Neurowissenschaft: Ab wann träumen wir - und was?
Erwachsene verbringen etwa zwei Stunden pro Nacht im REM-Schlaf. Dabei tanzen die Augen unter den Lidern, der Rest des Körpers aber ist wie gelähmt, und das Gehirn ist auf eine Weise aktiv, die dem Wachzustand ähnelt. Meist träumen Menschen während dieser Zeiten rapider Augenbewegungen. Und je jünger der Schlafende ist, desto mehr Zeit scheint er im REM-Schlaf zu verbringen: Bei Kindern von einem Jahr sind es etwa vier Stunden pro Tag, bei Neugeborenen noch acht und um die 32. Schwangerschaftswoche sogar bis zu 20 Stunden. Aber träumen Neugeborene und Kinder im Mutterleib dabei auch? Und wenn ja, wovon?
Schon im Jahr 1877 berichteten die Ärzte Ludwig Witkowski und Eduard Rählmann von der Universität Straßburg im »Archiv für Anatomie und Physiologie« von langsam rollenden Bewegungen der Augäpfel im Schlaf. Doch erst ein dreiviertel Jahrhundert später, im Jahr 1953, beschrieben die beiden Forscher Eugene Aserinsky und Nathaniel Kleitmann von der University of Chicago, dass die Augen in bestimmten Schlafphasen »schnelle, ruckartige und beidseitig symmetrische Bewegungen« vollführen. Gemessen hatten sie die Bewegungen bei zehn Schlafenden mit elektrischen Ableitungen der Augenmuskeln (EOG).

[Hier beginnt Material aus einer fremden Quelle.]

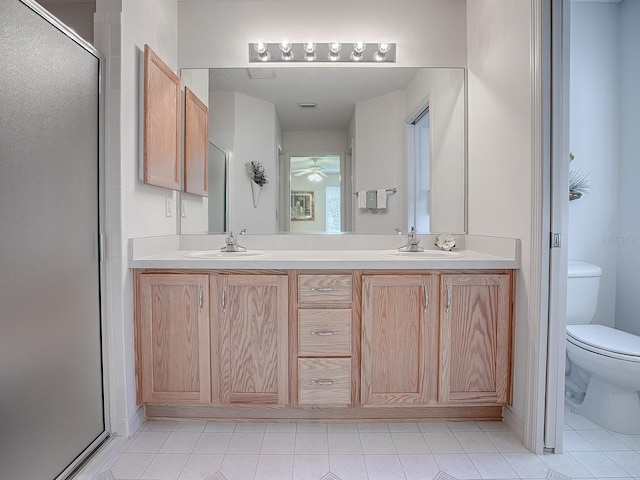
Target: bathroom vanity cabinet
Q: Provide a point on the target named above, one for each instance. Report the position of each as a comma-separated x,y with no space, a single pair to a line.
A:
250,312
399,339
173,338
354,344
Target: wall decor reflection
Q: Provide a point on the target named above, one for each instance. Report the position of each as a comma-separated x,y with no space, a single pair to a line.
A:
302,206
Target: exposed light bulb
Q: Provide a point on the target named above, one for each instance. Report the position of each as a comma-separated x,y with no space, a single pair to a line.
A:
355,56
260,47
265,57
359,47
379,56
285,46
384,47
309,47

Um herauszufinden, wie tief ihre Probanden während der Phasen schliefen, weckten die Forscher diese immer, wenn die Augen zuckten. Fast alle Teilnehmer berichteten dann von »detaillierten Traumerlebnissen, meist mit visuellen Inhalten«, wie Aserinsky und Kleitmann in ihrem Artikel im Journal »Science« schrieben. Aber noch etwas anderes fiel den Autoren auf: In einem primitiven EEG mit je nur einer Elektrode auf Stirn und Hinterkopf sahen die Forscher während der schnellen Augenbewegunen ohne Ausnahme eine Hirnaktivität »mit geringer Amplitude und irregulärer Frequenz«, ganz ähnlich jener im Wachzustand. »Diese physiologischen Phänomene und auch das Träumen«, schließen Aserinsky und Kleitmann, »sind sehr wahrscheinlich Ausdruck einer bestimmten für den Schlaf normalen kortikalen Aktivität.«
Noch heute gehören EEG und EOG zu den Standardmethoden der Schlafforschung, und die schnellen Augenbewegungen des REM-Schlafs gelten als eines der Hauptzeichen dafür, dass ein Schläfer gerade träumt. Über den Schlaf vor der Geburt ist vergleichsweise wenig bekannt. Das liegt vor allem daran, dass Kindern im Bauch der Mutter kein EEG angelegt werden kann. Dass Föten überhaupt so etwas wie REM-Schlaf haben, wissen wir aus Ultraschallaufnahmen. Als Erster berichtete der Radiologe Jason Birnholz von der Harvard University im Journal »Science« (1981) von »Augenbewegungen, wie sie durch direkte Beobachtung und elektrookulografische (EOG) Aufnahmen beim Neugorenen beobachtbar sind«. Zwischen der 29. und 33. Woche beobachtete Birnholz diese Augenbewegungen in mehr als 80 Prozent der Aufnahmezeit.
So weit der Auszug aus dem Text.